A numerical model to investigate fluid flow and oxygen (O(2)) transport and consumption in the AMC-Bioartificial Liver (AMC-BAL) was developed and applied to two representative micro models of the AMC-BAL with two different gas capillary patterns, each combined with two proposed hepatocyte distributions. Parameter studies were performed on each configuration to gain insight in fluid flow, shear stress distribution and oxygen availability in the AMC-BAL. We assessed the function of the internal oxygenator, the effect of changes in hepatocyte oxygen consumption parameters in time and the effect of the change from an experimental to a clinical setting. In addition, different methodologies were studied to improve cellular oxygen availability, i.e. external oxygenation of culture medium, culture medium flow rate, culture gas oxygen content (pO(2)) and the number of oxygenation capillaries. Standard operating conditions did not adequately provide all hepatocytes in the AMC-BAL with sufficient oxygen to maintain O(2) consumption at minimally 90% of maximal uptake rate. Cellular oxygen availability was optimized by increasing the number of gas capillaries and pO(2) of the oxygenation gas by a factor two. Pressure drop over the AMC-BAL and maximal shear stresses were low and not considered to be harmful. This information can be used to increase cellular efficiency and may ultimately lead to a more productive AMC-BAL.

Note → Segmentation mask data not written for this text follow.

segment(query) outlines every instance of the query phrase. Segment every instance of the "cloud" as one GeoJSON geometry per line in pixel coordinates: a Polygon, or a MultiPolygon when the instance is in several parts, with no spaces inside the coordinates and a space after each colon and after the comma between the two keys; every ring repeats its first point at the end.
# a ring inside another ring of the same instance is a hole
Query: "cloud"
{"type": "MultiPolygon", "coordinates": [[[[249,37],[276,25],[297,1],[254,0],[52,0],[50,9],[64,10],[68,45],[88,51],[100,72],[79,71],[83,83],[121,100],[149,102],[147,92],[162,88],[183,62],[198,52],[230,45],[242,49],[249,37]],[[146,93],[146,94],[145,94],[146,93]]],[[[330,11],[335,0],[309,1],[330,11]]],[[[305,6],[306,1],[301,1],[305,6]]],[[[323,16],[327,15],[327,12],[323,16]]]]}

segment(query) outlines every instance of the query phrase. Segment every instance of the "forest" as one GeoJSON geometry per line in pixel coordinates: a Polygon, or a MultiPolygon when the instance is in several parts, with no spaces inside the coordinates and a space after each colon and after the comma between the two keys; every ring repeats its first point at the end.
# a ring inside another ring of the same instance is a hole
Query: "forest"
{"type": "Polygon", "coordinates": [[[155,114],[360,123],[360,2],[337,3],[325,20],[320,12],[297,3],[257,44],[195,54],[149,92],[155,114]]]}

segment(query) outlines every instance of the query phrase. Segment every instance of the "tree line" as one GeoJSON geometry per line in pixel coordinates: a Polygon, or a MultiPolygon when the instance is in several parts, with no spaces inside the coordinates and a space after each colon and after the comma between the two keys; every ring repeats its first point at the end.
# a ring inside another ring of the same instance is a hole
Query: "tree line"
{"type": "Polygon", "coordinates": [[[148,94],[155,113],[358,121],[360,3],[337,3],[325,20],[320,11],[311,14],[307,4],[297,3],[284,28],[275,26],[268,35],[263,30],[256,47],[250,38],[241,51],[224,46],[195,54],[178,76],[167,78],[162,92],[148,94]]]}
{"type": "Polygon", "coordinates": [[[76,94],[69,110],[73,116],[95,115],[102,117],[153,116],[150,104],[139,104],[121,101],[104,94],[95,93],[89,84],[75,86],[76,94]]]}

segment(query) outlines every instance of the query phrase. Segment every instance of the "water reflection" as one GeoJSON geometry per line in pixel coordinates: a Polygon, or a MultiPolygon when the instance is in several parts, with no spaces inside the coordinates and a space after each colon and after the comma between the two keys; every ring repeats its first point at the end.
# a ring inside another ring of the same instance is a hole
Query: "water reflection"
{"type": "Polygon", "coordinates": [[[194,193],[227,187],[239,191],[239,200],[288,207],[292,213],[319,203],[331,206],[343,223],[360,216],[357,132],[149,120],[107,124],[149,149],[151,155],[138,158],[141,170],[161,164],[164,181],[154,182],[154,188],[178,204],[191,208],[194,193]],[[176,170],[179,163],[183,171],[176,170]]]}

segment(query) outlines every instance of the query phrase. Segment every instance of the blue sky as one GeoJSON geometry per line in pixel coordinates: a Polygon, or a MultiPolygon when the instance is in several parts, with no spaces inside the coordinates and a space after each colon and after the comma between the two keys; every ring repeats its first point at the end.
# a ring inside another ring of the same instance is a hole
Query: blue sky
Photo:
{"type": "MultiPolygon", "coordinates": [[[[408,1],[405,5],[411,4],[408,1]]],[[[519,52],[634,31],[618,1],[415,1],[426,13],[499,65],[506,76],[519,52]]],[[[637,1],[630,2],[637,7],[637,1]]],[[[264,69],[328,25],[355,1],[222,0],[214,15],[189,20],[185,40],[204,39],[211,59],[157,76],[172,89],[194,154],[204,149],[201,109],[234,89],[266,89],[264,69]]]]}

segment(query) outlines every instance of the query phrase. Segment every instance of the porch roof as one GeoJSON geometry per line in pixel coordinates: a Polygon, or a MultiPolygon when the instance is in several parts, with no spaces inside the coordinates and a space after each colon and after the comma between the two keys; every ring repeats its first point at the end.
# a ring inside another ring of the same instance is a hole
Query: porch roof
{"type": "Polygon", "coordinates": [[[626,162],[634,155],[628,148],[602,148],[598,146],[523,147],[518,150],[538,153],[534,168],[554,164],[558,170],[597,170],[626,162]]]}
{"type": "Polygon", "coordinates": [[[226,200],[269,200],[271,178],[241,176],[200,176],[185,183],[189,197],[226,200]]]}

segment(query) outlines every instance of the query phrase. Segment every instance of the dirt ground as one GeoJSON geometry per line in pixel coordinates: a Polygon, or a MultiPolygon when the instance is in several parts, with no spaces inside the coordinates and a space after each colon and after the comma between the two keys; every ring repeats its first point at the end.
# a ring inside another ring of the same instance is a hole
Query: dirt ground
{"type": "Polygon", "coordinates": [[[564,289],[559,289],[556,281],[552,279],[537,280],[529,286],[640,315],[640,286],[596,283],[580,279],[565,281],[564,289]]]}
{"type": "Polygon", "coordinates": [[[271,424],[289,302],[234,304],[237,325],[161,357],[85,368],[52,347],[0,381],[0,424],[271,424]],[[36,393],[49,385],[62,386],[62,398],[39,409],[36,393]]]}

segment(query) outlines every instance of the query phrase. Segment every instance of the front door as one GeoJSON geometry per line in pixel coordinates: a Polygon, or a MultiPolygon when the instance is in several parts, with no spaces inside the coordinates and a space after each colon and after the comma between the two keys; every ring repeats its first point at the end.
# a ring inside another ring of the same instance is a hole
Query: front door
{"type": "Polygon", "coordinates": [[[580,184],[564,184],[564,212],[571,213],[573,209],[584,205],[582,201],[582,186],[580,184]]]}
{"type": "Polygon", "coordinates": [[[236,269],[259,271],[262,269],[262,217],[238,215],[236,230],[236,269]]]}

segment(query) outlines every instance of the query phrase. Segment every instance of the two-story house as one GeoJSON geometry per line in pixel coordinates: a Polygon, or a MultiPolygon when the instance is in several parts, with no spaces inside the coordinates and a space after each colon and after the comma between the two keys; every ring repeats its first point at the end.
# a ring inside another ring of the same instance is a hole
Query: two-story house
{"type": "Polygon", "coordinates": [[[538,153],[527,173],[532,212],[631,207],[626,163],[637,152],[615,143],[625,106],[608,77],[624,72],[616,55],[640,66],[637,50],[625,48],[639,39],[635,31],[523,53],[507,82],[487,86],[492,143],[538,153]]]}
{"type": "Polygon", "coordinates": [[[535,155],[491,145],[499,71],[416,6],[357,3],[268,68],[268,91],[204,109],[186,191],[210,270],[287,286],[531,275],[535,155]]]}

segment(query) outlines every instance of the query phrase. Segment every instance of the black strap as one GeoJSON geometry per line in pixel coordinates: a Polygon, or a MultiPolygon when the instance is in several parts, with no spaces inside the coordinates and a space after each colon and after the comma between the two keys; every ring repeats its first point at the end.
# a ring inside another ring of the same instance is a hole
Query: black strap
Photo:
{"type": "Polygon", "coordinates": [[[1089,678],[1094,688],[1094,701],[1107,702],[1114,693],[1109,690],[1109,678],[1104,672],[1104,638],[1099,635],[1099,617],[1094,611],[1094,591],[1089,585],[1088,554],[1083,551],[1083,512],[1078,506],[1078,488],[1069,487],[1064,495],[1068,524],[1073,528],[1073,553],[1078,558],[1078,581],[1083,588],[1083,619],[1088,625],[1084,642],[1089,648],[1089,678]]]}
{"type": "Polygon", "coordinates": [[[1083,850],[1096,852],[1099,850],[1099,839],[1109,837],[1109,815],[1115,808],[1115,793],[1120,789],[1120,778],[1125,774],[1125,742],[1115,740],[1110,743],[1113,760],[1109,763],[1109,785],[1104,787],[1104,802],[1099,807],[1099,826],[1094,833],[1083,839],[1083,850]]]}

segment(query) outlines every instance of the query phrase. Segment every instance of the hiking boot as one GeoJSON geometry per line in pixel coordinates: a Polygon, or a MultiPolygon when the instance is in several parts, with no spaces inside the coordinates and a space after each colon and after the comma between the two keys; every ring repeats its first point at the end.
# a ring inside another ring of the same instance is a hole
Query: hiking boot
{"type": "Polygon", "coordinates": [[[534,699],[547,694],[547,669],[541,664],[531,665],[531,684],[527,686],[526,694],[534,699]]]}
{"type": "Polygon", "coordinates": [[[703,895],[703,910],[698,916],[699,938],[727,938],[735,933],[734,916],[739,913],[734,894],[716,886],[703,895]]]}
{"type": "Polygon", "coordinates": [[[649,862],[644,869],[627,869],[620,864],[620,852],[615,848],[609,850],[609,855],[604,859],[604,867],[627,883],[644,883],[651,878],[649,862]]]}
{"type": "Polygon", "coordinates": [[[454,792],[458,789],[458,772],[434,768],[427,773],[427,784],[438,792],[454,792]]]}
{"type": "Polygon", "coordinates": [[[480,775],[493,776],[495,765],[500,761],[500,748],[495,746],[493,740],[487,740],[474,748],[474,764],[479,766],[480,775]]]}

Bioartificial liver: its pros and cons.

Both the large variety of liver functions for maintaining body homeostasis and the proven effectivity of whole liver transplantation in the therapy of acute liver failure (ALF), are important reasons to presume that cell-free liver support systems will not be able to adequately support the failing liver. Accordingly, bioartificial liver (BAL) systems have shown their efficacy in experimental ALF models in small and large animals, and have shown to be suitable and safe in phase 1 studies in humans with ALF. However, the optimal BAL system is still under development. Important issues are the source of the cellular component and the configuration of the BAL system with regard to cell attachment, mass transfer characteristics and oxygenation at site. The deficiency of all BAL systems to excrete bile effectively is another important topic for improvement. The great challenge for the future is to develop a well-functioning and safe human hepatic cell line which can replace the widely used porcine (xenogeneic) hepatocytes. Theoretically, a combination of a cell-free liver support system and a BAL system might be optimal for the treatment of ALF patients in the near future.

Mild hypothermic preservation for transport purposes of the AMC bioartificial liver charged with porcine hepatocytes.

BACKGROUND: Preservation conditions play a crucial role during transport of a bioartificial liver (BAL) from the laboratory to the hospital. We assessed the possibility to preserve the AMC-BAL loaded with freshly isolated porcine hepatocytes at mild hypothermic temperatures. METHODS: Two laboratory-scale AMC-bioreactors were loaded with 1 billion freshly isolated porcine hepatocytes per experiment (n=6). Bioreactors in the control group were kept for three days at 37 degrees C. Bioreactors in the transport group were kept at 37 degrees C during day 1, at 15 degrees C during day 2, and again at 37 degrees C during day 3. In addition, long-term mild hypothermic preservation periods of 45 and 110 hr at 15 degrees C and 26 degrees C, respectively, were assessed. The effect of mild hypothermic preservation on hepatocytes inside the bioreactors was tested by determination of cell damage parameters, as well as metabolic and hepatocyte-specific functions. RESULTS: A 24-hour period of mild hypothermic preservation did not reduce any hepatocyte-specific function. LDH release was significantly higher only at day 2. Albumin production at day 2 and lidocaine elimination at day 3 were significantly higher with glucose consumption and lactate production being significantly lower at both test days. Long-term mild hypothermic preservation had a drastic negative effect on cellular viability and hepatocyte-specific function. CONCLUSIONS: Mild hypothermic preservation at temperatures as low as 15 degrees C and for a duration of 24 hr is a feasible method to preserve BAL systems loaded with freshly isolated porcine liver cells and will simplify the logistics of BAL transport from the laboratory to the hospital.